Mandela was willing to sacrifice everything to achieve equality in South Africa. On countless occasions he said he would die for the cause if he had to. Few leaders in history are inspired by such egalitarian motives. Gandhi and MLK are others who come to mind (two men who also became famous for practicing satyagraha or civil disobedience). It was this ambition and these motives that inspired Mandela to forgive, reconcile, and act magnanimously toward the South African regime that had oppressed him and the majority of the South African people. With a real threat of civil war hanging over South Africa, it was Mandela who encouraged everyone to embrace and unify with the oppressors for the benefit of all. The courage and magnanimity this must have taken is unthinkable. But without this approach, it’s frightening to think what the alternative could have been.
Mandela’s actions are a great illustration of injustice spurring disobedience. At the time, his disobedience and unlawful actions sent him to prison. His figurative shackles from apartheid transformed into literal chains of imprisonment as he was found guilty of conspiracy and treason.

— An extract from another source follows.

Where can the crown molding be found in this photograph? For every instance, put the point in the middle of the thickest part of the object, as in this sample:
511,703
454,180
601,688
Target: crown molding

Many people agreed with his imprisonment at the time, as they did when MLK was thrown in the Birmingham City Jail. The United States government even had Mandela and some of the other members of the African National Congress on the terror watch list until 2008 for his militant actions against the South African government (thank God we finally reverted to the right side of history).
Although Mandela probably broke the law at the time, his moral compass remained true, his convictions steadfast, and his spirit unwavering. So today when we remember Mandela, let us remember the statesman, leader, and activist he was, but let us also be inspired never to shy away in the face of oppression. MLK once said: “Injustice anywhere is a threat to justice everywhere.” Mandela voraciously fought back against these threats his entire life, and so should we.